In the last few years many advancements have been made in how we store our information. What used to be stored in massive rooms at NASA, or on tape, ‘physically’ large discs, various floppy disc sizes, on IDE, SCSI and then SATA hard drives now is finding homes on SD cards, USB keys, Solid State Drives, and even the Cloud.

Although you may not be aware of what is really happening on the inside of a standard HDD, these older drives have one (or multiple) silver disc(s) that spin around at 5400 or 7200 RPM, with an arm that flys, reading and writing like a classical music piece. Think “Flight of the Bumblebee” on digital vinyl folks… BUT on a mission based cat and mouse game on “speed”. Without adding more detail this can mean that those moving parts can stop working correctly and this can cause misery if you are not prepared with donor drive parts (carefully in a clean room) or a good backup of everything.
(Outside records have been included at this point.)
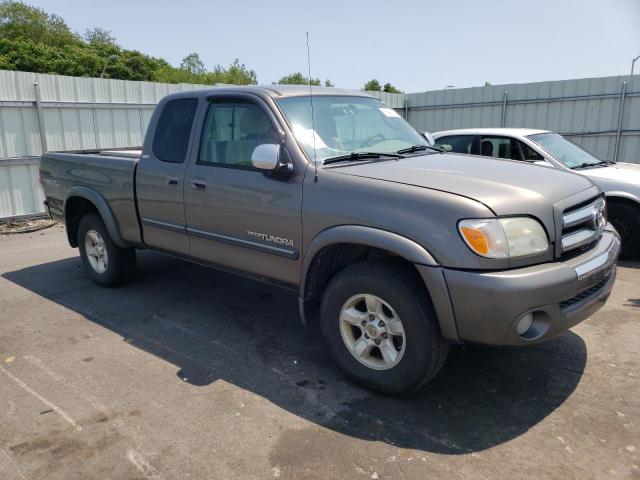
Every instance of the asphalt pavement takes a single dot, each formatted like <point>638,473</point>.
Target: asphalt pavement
<point>191,373</point>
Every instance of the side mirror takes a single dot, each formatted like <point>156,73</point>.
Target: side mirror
<point>429,138</point>
<point>272,160</point>
<point>266,156</point>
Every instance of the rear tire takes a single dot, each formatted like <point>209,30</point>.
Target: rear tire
<point>103,261</point>
<point>410,349</point>
<point>626,220</point>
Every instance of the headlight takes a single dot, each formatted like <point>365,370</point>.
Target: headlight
<point>504,237</point>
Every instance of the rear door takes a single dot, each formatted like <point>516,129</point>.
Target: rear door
<point>160,176</point>
<point>238,216</point>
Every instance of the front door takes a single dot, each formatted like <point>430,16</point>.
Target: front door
<point>237,216</point>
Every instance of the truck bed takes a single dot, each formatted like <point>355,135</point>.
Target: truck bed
<point>109,173</point>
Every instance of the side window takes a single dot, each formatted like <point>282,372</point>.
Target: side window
<point>530,154</point>
<point>174,127</point>
<point>456,143</point>
<point>500,147</point>
<point>232,131</point>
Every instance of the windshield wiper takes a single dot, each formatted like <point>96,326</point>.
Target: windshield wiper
<point>359,156</point>
<point>417,148</point>
<point>587,164</point>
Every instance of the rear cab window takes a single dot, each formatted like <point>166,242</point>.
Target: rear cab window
<point>172,133</point>
<point>456,143</point>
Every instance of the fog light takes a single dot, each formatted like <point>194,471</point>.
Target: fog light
<point>524,324</point>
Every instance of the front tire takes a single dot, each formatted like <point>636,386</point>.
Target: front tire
<point>626,221</point>
<point>381,329</point>
<point>103,261</point>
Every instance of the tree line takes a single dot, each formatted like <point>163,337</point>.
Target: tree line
<point>33,40</point>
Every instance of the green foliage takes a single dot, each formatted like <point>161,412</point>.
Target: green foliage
<point>390,88</point>
<point>298,79</point>
<point>373,86</point>
<point>32,40</point>
<point>99,36</point>
<point>192,64</point>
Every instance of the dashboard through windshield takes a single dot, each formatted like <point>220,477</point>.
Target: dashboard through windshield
<point>343,125</point>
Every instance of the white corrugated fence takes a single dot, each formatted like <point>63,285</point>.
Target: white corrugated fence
<point>54,112</point>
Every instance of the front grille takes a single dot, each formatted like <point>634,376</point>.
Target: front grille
<point>582,226</point>
<point>584,294</point>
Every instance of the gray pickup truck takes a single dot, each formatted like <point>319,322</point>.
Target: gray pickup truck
<point>397,248</point>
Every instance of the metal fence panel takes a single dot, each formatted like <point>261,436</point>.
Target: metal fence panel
<point>85,113</point>
<point>585,110</point>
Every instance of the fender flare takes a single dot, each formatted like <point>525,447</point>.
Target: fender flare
<point>103,208</point>
<point>368,236</point>
<point>623,195</point>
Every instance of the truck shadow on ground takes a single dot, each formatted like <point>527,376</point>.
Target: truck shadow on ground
<point>214,326</point>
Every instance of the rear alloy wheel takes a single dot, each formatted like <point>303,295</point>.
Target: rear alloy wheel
<point>380,327</point>
<point>96,251</point>
<point>106,263</point>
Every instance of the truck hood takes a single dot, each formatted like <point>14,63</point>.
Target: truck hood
<point>506,187</point>
<point>620,179</point>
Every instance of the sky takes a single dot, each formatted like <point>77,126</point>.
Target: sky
<point>415,45</point>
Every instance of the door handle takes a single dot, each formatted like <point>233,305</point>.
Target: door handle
<point>198,184</point>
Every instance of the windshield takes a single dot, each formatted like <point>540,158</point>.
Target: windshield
<point>570,154</point>
<point>346,125</point>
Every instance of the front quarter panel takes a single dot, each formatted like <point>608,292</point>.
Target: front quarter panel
<point>427,217</point>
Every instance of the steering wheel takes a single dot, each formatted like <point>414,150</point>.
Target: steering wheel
<point>369,140</point>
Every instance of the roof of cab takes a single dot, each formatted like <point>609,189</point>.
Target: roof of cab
<point>513,132</point>
<point>274,91</point>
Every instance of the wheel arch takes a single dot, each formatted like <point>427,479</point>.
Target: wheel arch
<point>82,200</point>
<point>337,247</point>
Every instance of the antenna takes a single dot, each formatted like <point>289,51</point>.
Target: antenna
<point>313,127</point>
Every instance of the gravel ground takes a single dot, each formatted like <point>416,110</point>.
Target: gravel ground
<point>190,373</point>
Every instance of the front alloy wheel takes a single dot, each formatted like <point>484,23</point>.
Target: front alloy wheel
<point>372,331</point>
<point>380,328</point>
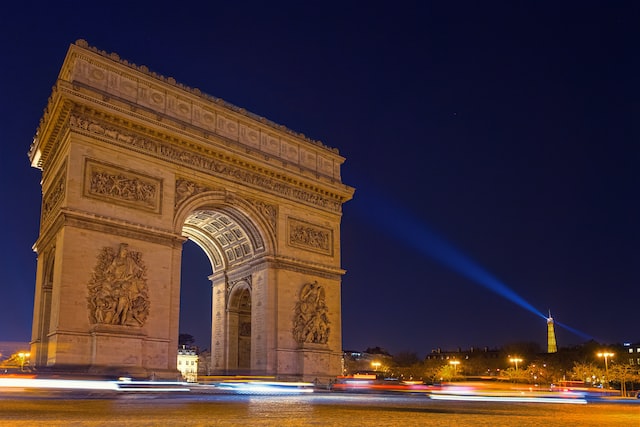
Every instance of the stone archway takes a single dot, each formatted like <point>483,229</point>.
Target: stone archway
<point>133,164</point>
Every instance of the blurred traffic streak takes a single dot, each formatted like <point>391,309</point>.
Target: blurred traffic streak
<point>365,383</point>
<point>503,392</point>
<point>14,383</point>
<point>125,384</point>
<point>265,387</point>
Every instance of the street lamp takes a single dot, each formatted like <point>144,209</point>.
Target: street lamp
<point>23,356</point>
<point>606,356</point>
<point>515,360</point>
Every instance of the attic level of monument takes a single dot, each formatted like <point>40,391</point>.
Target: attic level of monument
<point>181,110</point>
<point>133,164</point>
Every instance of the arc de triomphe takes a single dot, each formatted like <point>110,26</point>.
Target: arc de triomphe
<point>133,164</point>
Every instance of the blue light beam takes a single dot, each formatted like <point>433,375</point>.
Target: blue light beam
<point>403,225</point>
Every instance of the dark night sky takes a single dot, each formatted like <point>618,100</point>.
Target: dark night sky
<point>508,128</point>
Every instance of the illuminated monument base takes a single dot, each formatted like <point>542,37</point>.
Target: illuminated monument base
<point>134,164</point>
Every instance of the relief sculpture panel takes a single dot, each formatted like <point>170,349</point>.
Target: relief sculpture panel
<point>311,320</point>
<point>123,187</point>
<point>309,236</point>
<point>118,290</point>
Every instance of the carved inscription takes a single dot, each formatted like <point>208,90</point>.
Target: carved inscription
<point>118,290</point>
<point>206,163</point>
<point>311,320</point>
<point>116,185</point>
<point>309,236</point>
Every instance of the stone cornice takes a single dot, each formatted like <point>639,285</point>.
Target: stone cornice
<point>293,264</point>
<point>208,160</point>
<point>90,221</point>
<point>196,92</point>
<point>98,76</point>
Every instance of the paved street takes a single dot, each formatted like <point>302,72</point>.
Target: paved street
<point>317,409</point>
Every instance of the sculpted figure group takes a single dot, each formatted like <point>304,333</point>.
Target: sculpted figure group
<point>311,322</point>
<point>118,292</point>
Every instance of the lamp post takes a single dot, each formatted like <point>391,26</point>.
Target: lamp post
<point>606,356</point>
<point>23,356</point>
<point>515,360</point>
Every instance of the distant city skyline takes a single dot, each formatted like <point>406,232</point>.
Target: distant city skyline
<point>508,130</point>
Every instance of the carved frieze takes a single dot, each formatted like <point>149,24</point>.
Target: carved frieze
<point>203,162</point>
<point>311,317</point>
<point>186,188</point>
<point>55,193</point>
<point>116,185</point>
<point>118,290</point>
<point>269,211</point>
<point>309,236</point>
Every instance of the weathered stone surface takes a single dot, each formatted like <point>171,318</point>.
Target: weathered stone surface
<point>134,160</point>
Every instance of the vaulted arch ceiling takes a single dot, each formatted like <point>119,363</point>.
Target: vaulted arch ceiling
<point>227,236</point>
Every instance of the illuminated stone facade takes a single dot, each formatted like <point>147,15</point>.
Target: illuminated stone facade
<point>133,164</point>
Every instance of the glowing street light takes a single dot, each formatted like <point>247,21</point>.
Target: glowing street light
<point>23,356</point>
<point>606,356</point>
<point>515,360</point>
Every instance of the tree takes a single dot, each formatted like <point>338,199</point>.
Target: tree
<point>586,372</point>
<point>623,373</point>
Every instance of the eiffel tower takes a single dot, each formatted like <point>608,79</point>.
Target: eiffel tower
<point>552,347</point>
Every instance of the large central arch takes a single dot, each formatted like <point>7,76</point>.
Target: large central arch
<point>133,164</point>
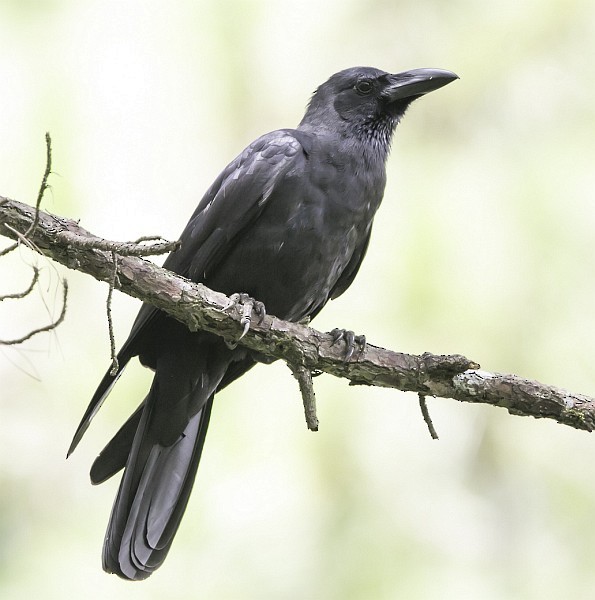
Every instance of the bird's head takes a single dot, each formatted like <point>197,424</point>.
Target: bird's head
<point>369,102</point>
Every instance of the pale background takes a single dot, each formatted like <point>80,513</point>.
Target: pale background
<point>483,246</point>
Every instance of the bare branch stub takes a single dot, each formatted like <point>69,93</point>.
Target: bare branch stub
<point>304,378</point>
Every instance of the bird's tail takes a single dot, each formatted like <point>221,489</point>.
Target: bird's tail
<point>161,445</point>
<point>152,497</point>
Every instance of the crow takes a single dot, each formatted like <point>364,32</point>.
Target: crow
<point>287,223</point>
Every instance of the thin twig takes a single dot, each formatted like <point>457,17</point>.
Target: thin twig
<point>110,323</point>
<point>18,295</point>
<point>42,188</point>
<point>426,415</point>
<point>49,327</point>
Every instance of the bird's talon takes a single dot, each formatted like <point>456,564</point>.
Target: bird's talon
<point>249,306</point>
<point>351,341</point>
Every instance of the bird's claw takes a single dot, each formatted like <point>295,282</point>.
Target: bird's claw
<point>350,339</point>
<point>249,306</point>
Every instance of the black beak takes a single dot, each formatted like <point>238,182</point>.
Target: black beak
<point>416,83</point>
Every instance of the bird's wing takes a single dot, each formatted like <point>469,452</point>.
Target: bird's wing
<point>230,205</point>
<point>350,271</point>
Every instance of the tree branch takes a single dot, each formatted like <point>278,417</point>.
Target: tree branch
<point>201,308</point>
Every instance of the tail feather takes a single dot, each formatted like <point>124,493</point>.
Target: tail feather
<point>114,456</point>
<point>148,509</point>
<point>101,393</point>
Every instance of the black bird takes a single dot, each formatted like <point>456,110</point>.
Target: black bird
<point>287,222</point>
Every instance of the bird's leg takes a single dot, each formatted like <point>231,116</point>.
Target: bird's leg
<point>249,305</point>
<point>350,339</point>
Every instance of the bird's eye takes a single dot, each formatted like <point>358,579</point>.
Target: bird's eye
<point>363,87</point>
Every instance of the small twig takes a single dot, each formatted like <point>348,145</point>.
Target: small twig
<point>18,295</point>
<point>110,324</point>
<point>304,377</point>
<point>42,188</point>
<point>49,327</point>
<point>426,415</point>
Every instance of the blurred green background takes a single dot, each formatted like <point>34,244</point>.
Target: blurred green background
<point>483,246</point>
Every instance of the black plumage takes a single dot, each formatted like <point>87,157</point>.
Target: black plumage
<point>287,222</point>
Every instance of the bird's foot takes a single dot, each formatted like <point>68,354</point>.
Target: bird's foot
<point>249,306</point>
<point>351,341</point>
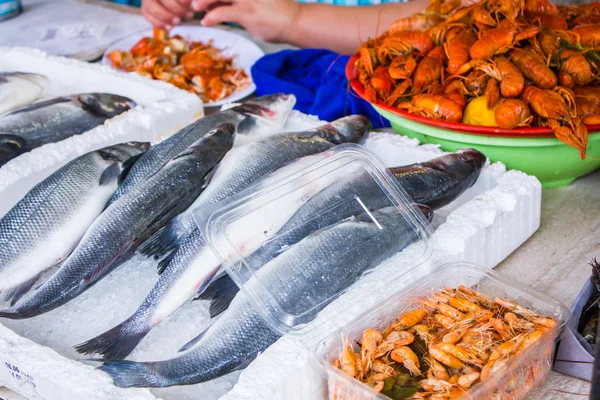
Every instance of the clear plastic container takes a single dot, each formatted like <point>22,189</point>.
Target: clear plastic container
<point>308,200</point>
<point>521,374</point>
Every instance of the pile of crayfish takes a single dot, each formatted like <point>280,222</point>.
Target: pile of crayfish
<point>454,340</point>
<point>193,66</point>
<point>536,63</point>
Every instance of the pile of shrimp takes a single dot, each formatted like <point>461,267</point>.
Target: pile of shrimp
<point>536,62</point>
<point>193,66</point>
<point>456,339</point>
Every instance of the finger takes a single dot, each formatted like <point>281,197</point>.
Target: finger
<point>223,14</point>
<point>153,21</point>
<point>174,7</point>
<point>187,4</point>
<point>159,12</point>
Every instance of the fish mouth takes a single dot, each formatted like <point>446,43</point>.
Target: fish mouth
<point>456,162</point>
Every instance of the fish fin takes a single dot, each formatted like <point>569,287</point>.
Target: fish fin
<point>108,265</point>
<point>127,165</point>
<point>245,363</point>
<point>192,342</point>
<point>14,294</point>
<point>127,374</point>
<point>116,343</point>
<point>220,293</point>
<point>110,174</point>
<point>164,263</point>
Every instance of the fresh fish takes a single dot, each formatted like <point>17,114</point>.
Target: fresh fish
<point>114,235</point>
<point>46,225</point>
<point>301,282</point>
<point>264,115</point>
<point>434,183</point>
<point>57,119</point>
<point>18,89</point>
<point>194,263</point>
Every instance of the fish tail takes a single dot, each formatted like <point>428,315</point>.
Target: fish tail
<point>161,243</point>
<point>126,374</point>
<point>118,342</point>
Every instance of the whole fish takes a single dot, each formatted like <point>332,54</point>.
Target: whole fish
<point>433,183</point>
<point>265,115</point>
<point>17,89</point>
<point>57,119</point>
<point>301,281</point>
<point>114,235</point>
<point>46,225</point>
<point>193,264</point>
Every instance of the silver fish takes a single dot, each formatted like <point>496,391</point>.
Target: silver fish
<point>46,225</point>
<point>57,119</point>
<point>265,114</point>
<point>194,264</point>
<point>433,183</point>
<point>18,89</point>
<point>301,281</point>
<point>114,235</point>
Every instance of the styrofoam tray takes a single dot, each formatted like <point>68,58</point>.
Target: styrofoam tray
<point>483,226</point>
<point>162,110</point>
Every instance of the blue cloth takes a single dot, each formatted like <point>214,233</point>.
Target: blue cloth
<point>318,80</point>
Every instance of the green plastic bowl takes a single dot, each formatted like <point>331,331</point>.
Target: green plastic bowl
<point>534,151</point>
<point>550,160</point>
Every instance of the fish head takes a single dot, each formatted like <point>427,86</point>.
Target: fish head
<point>349,129</point>
<point>265,115</point>
<point>10,147</point>
<point>463,166</point>
<point>105,104</point>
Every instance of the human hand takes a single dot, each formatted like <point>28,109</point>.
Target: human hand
<point>166,13</point>
<point>266,19</point>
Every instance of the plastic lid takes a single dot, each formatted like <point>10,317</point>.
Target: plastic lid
<point>302,235</point>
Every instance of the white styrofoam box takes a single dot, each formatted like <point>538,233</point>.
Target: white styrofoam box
<point>162,110</point>
<point>498,213</point>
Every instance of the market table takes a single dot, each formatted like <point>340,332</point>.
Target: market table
<point>555,260</point>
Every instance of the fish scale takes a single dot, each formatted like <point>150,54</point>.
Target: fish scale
<point>113,236</point>
<point>301,281</point>
<point>49,221</point>
<point>277,106</point>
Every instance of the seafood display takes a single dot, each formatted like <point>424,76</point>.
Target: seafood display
<point>265,115</point>
<point>18,89</point>
<point>527,63</point>
<point>56,119</point>
<point>433,183</point>
<point>46,225</point>
<point>193,264</point>
<point>446,344</point>
<point>240,334</point>
<point>197,67</point>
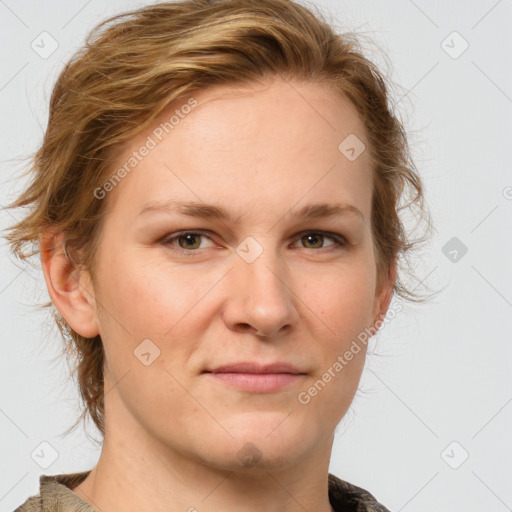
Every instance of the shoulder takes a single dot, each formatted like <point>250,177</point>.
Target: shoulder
<point>33,504</point>
<point>55,495</point>
<point>345,496</point>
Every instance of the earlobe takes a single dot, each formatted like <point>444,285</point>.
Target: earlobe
<point>384,296</point>
<point>68,285</point>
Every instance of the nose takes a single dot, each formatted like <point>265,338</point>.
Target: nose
<point>260,298</point>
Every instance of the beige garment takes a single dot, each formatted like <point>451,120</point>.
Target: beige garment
<point>55,495</point>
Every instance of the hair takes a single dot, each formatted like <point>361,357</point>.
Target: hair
<point>133,65</point>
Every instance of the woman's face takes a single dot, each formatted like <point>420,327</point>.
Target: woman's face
<point>247,285</point>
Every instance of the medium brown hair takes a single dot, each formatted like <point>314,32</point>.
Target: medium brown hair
<point>135,64</point>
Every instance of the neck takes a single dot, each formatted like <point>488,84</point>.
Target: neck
<point>136,472</point>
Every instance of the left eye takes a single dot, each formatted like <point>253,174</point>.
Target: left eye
<point>191,240</point>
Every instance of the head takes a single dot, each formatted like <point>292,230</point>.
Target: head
<point>258,113</point>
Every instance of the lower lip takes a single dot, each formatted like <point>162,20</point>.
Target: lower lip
<point>257,382</point>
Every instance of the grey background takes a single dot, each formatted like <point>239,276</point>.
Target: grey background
<point>442,373</point>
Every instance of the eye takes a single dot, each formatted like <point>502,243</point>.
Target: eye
<point>316,238</point>
<point>190,241</point>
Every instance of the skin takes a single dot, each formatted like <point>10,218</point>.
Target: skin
<point>174,435</point>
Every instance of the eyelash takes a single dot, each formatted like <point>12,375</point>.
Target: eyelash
<point>167,241</point>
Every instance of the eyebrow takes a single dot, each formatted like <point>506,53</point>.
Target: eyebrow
<point>203,210</point>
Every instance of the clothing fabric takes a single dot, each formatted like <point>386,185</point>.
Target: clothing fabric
<point>55,495</point>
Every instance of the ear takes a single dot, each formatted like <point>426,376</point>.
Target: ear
<point>69,286</point>
<point>384,295</point>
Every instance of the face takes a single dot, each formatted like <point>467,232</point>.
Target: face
<point>183,291</point>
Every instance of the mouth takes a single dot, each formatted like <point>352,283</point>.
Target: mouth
<point>255,378</point>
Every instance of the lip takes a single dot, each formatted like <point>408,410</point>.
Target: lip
<point>256,378</point>
<point>250,367</point>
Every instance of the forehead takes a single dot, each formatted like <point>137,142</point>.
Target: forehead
<point>257,146</point>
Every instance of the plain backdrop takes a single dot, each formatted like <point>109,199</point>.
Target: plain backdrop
<point>430,428</point>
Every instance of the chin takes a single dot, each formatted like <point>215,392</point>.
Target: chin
<point>261,442</point>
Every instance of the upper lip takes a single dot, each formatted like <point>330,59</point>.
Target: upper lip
<point>248,367</point>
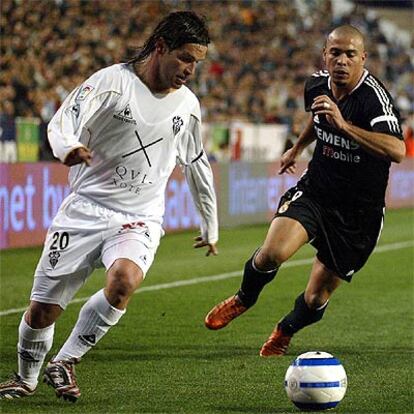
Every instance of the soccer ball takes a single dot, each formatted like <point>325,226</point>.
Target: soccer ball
<point>315,381</point>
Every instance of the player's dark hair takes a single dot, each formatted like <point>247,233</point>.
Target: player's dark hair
<point>177,29</point>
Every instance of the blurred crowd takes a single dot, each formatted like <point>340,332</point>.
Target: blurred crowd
<point>260,55</point>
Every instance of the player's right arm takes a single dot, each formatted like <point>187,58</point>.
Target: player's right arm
<point>69,129</point>
<point>288,160</point>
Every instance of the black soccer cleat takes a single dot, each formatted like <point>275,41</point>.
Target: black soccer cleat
<point>60,375</point>
<point>15,388</point>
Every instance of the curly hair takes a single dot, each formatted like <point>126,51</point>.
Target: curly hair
<point>177,29</point>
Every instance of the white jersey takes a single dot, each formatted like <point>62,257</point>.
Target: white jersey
<point>136,139</point>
If you can’t afford recovery options or can’t justify the cost it can turn into a complete loss of precious data.

Solid State Drives store the info in semiconductor memory chips, similar to what is found in flash drives. There are drawbacks as far as the lifespan of this kind of storage product but with backups and proper optimization it’s worth the extra and immediate speed. These too CAN fail but SSD technology is getting so much better all the time! (I’m a Samsung guy.) It is the future and in some cases the PERFECT upgrade when you need a new drive, if you don’t already have an SSD in your newer computer right now.

Point is, when you have the chance to breath life into a machine that needs an extra boost or you’re about to replace a drive anyway….just do it. SSD is now a welcome and well adopted storage option these days. Truth. However…. there is still room for bigger storage capacities at a more affordable price and regular old hard disk drives are still awesome for archive and backup purposes and I utilize both technologies. Sing “Tradition” from Fiddler on the Roof and Be Happy!